Un problème de coûts que l'industrie n'a pas résolu
Les difficultés budgétaires dépassent largement le cadre de la Silicon Valley. Selon une enquête de KPMG initialement publiée par le Wall Street Journal, seules 26 % des entreprises ont une vision globale de leurs coûts liés à l'IA, tandis que 50 % en ont une visibilité partielle et 22 % n'en ont aucune ou ne découvrent leurs dépenses qu'après réception des factures. Comme l'a souligné Steve Chase, responsable mondial de l'IA chez KPMG, l'entreprise aurait aidé des clients ayant épuisé leurs budgets annuels de tokenisation ou de cloud computing en quelques mois seulement.
Microsoft a récemment retiré la quasi-totalité des licences directes de Claude Code et a incité ses ingénieurs à utiliser son interface de ligne de commande GitHub Copilot, rapporte Fortune, six mois seulement après avoir mis l'outil Anthropic à la disposition de ses employés.
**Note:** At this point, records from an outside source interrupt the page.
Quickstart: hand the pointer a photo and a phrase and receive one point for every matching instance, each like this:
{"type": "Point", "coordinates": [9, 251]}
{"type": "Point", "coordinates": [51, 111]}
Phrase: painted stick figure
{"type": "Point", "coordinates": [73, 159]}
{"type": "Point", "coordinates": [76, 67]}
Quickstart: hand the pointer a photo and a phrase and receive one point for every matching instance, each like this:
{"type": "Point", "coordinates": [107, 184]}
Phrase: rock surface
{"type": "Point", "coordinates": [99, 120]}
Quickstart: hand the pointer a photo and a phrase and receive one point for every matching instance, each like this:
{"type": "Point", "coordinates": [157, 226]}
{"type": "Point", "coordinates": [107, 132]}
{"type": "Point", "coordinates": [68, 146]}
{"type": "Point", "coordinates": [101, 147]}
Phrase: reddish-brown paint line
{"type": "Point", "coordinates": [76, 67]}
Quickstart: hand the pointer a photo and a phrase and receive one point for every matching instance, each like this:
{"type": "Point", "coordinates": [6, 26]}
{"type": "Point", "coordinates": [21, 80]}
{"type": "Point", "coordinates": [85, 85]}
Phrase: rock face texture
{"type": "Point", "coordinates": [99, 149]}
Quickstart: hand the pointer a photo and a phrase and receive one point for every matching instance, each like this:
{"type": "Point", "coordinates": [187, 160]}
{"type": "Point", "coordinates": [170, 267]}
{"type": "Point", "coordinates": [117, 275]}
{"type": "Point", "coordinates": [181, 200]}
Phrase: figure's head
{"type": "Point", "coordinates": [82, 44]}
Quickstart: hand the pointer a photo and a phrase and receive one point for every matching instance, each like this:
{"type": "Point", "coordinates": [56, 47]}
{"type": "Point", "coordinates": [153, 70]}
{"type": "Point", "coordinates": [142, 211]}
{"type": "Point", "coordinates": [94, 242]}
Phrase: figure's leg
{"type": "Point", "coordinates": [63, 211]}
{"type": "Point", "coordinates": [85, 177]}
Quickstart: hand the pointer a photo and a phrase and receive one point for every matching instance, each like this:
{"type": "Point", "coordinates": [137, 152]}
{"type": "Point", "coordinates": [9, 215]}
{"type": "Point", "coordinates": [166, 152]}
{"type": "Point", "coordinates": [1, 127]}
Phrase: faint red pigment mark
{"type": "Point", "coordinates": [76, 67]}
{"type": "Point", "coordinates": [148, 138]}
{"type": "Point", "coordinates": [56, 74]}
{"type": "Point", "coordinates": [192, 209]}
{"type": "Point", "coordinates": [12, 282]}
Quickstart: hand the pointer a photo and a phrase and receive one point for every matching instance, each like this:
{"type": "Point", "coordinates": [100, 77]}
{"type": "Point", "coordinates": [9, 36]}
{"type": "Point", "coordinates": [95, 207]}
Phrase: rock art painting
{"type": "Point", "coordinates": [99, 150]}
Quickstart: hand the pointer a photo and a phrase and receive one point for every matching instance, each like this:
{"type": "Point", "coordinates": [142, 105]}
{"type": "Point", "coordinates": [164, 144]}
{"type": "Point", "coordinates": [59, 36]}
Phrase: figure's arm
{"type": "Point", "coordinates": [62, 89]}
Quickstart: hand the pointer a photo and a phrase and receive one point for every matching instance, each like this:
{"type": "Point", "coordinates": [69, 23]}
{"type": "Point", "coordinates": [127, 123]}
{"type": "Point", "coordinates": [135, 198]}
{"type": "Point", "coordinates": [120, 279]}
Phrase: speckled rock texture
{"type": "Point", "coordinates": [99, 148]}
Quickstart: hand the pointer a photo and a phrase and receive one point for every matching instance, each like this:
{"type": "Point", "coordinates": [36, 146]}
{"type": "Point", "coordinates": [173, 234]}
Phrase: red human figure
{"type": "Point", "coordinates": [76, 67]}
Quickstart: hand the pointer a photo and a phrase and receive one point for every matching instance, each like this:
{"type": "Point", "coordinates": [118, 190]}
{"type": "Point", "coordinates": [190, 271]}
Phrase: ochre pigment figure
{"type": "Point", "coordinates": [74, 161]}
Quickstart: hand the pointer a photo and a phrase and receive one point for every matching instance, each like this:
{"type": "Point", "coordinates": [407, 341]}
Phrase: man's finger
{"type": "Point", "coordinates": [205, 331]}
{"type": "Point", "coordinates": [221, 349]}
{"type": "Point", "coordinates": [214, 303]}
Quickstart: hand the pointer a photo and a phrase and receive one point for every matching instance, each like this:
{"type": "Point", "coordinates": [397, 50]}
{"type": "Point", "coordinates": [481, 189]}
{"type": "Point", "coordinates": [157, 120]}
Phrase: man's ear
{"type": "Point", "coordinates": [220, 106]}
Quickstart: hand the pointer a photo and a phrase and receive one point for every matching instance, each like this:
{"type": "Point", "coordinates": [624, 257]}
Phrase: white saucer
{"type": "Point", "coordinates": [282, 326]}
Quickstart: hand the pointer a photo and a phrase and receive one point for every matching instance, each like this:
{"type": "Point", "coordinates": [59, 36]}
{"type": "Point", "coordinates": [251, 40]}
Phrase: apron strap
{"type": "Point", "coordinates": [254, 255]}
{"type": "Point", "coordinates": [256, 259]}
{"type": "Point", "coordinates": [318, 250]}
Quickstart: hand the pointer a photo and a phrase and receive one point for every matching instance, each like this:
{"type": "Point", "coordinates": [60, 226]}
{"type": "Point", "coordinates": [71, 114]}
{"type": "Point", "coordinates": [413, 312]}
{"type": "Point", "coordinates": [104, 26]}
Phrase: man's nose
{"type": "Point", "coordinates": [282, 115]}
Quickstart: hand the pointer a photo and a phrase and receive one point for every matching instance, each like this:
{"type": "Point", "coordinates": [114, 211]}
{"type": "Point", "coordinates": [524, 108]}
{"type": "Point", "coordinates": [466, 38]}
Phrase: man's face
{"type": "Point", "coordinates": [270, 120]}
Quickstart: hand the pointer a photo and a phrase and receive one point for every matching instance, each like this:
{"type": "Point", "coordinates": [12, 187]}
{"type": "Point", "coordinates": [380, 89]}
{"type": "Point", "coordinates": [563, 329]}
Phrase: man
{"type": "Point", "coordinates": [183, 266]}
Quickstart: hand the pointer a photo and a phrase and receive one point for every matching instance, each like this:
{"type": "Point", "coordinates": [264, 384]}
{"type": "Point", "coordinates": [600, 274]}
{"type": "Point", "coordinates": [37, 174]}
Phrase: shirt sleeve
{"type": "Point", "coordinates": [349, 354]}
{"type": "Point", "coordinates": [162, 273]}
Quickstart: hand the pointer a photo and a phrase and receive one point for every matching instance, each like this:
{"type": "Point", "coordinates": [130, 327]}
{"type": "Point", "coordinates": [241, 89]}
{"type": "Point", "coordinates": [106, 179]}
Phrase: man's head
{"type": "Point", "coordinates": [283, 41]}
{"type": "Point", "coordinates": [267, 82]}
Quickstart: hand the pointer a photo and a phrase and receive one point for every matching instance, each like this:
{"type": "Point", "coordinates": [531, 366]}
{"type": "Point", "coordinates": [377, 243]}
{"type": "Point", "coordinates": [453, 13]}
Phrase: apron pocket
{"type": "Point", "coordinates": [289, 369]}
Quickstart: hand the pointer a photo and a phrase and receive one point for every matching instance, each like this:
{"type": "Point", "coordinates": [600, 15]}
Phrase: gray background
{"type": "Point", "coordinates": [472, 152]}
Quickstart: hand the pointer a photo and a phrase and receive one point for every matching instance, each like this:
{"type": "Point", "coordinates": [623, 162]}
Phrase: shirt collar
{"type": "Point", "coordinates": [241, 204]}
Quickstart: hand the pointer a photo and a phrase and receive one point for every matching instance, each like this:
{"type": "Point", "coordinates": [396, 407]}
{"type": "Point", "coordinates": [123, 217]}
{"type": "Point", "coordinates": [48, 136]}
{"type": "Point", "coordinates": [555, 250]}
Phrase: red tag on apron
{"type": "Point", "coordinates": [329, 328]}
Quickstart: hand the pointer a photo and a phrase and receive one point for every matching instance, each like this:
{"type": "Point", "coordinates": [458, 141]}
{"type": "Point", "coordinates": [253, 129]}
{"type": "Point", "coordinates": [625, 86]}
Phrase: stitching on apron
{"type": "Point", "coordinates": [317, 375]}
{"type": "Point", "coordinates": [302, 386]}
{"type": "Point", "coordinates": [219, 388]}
Cette décision fait suite à une utilisation par les employés qui a connu une croissance plus rapide que prévu.
Des considérations économiques suggèrent que les prévisions initiales concernant la rentabilité rapide de l'IA grâce aux économies de main-d'œuvre étaient trop optimistes. Bryan Catanzaro, vice-président de NVIDIAdent de l'apprentissage profond appliqué, a révélé à Axios que les coûts de calcul de son équipe dépassent déjà le coût de l'emploi. Goldman Sachs estime que l'IA autonome pourrait multiplier par 24 la consommation de tokens d'ici 2030, avec des taux de consommation mensuels atteignant 120 quadrillions de tokens, malgré la baisse du prix unitaire des tokens.
De plus, Gartner prévoit que la baisse du coût des jetons ne se traduira pas par une réduction du prix des applications d'IA d'entreprise, car les algorithmes d'IA agentielle utilisent un nombre de jetons bien plus élevé par tâche, tandis que les fournisseurs conserveront probablement l'intégralité des économies. « Les directeurs des produits ne doivent pas confondre la déflation des jetons de base avec la démocratisation du raisonnement de pointe », a déclaré Will Sommer, analyste directeur senior chez Gartner. Auparavant, Cryptopolitan avait rapporté que Zuckerberg avait admis que Meta avait commis des « erreurs » dans sa transformation en matière d'IA.
À quoi peuvent s'attendre les employés de Meta ?
D'après les informations recueillies, une note interne révèle que Meta entend dissuader ses employés d'utiliser des logiciels externes de programmation d'IA et les inciter à privilégier son propre assistant, MetaCode (anciennement Devmate). Ces changements seront mis en œuvre dans les semaines à venir.
Dans le même temps, les efforts de Meta pour réduire les coûts liés à l'IA s'accompagnent de changements organisationnels importants. En mars dernier, Meta envisageait des suppressions d'emplois concernant au moins 20 % de ses effectifs, soit environ 79 000 employés. Ces réductions sont en partie dues à des investissements dans l'infrastructure d'IA d'une valeur d'environ 600 milliards de dollars d'ici 2028.
Le PDG d'OpenAI, Sam Altman, a très bien mis en lumière ce défi pour le secteur. Il a déclaré : « C'est la critique la plus juste qu'on puisse adresser à l'IA actuellement. On entend des entreprises dire : “Je dépense des sommes colossales en IA.” Et je sais que des choses formidables se produisent, mais je sais aussi qu'il y a énormément de gaspillage. »
Pour l'économie mondiale, la question est de savoir si les budgets des entreprises consacrés à l'IA vont setracavant même que cette technologie ne tienne ses promesses de productivité, ou si la baisse des prix des jetons et l'amélioration des outils permettront d'abord de combler l'écart. La réponse influencera les embauches, les investissements et la dynamique concurrentielle dans tous les secteurs d'activité pendant des années.